In an article in the UK Daily Telegraph, Sir Merrick Cockell, Chairman of the Local Government Association and the most senior figure in British local government from the Conservative administration, has called for UK library services to be substantially outsourced to volunteers. This despite the fact that British governments have a statutory obligation to provide adequate library services.
“In some parts of the country at least, there is a growing sense of optimism about the nation’s finances,” he declares, but adds, “for the public services which underpin most people’s daily lives, the immediate future remains a huge challenge.”
And it’s curious that Cockell repeatedly calls for library services to be pulled back even “as the economy steadily improves.” I suspect he’s concerned not to be too pessimistic and undermine his own party in government, but it seems an odd time to insist that: “The public’s expectations need … to be grounded in a new reality. ” Then again, he declares, “when central government is bold and gets behind our efforts to take people with us, we can really make a difference and embrace the opportunities for change.” So it seems he’s using the financing pressures to drive people into the arms of new opportunities. “We are long overdue a fundamental reform of how public money is allocated and spent.”

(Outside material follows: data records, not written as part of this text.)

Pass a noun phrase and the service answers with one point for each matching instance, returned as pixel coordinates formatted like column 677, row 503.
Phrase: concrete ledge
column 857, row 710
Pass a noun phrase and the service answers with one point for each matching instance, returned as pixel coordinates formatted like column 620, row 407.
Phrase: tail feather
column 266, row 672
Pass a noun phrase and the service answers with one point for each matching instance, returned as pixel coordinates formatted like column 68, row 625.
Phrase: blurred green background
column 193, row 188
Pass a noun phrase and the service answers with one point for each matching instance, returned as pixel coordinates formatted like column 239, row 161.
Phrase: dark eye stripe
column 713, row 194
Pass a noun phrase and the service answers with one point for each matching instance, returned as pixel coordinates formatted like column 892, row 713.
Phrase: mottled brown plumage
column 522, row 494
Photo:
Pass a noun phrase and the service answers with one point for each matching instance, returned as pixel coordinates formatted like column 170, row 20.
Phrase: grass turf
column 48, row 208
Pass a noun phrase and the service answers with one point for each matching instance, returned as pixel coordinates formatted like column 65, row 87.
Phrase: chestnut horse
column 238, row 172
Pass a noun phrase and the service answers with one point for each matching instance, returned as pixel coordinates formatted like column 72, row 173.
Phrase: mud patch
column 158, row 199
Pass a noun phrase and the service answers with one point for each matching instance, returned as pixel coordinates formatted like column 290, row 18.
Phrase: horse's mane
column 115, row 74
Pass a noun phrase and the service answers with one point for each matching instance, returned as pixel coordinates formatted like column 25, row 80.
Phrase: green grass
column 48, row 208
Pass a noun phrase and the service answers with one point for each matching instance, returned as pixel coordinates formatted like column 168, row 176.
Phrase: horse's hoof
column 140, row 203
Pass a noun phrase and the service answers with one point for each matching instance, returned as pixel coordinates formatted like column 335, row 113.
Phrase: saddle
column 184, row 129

Cockell says more in the same vein: “Local government is well used to having open and frank discussions with its residents about where the role of the individual ends and the state begins. In recent years, as an alternative to closure, many libraries have been moving towards a self-service culture with a greater role for volunteers.” Some might think it irresponsible to make local library services the testing ground for a debate over the role of the state, especially given the legal obligations on local and central government. But not in Cockell’s view, apparently.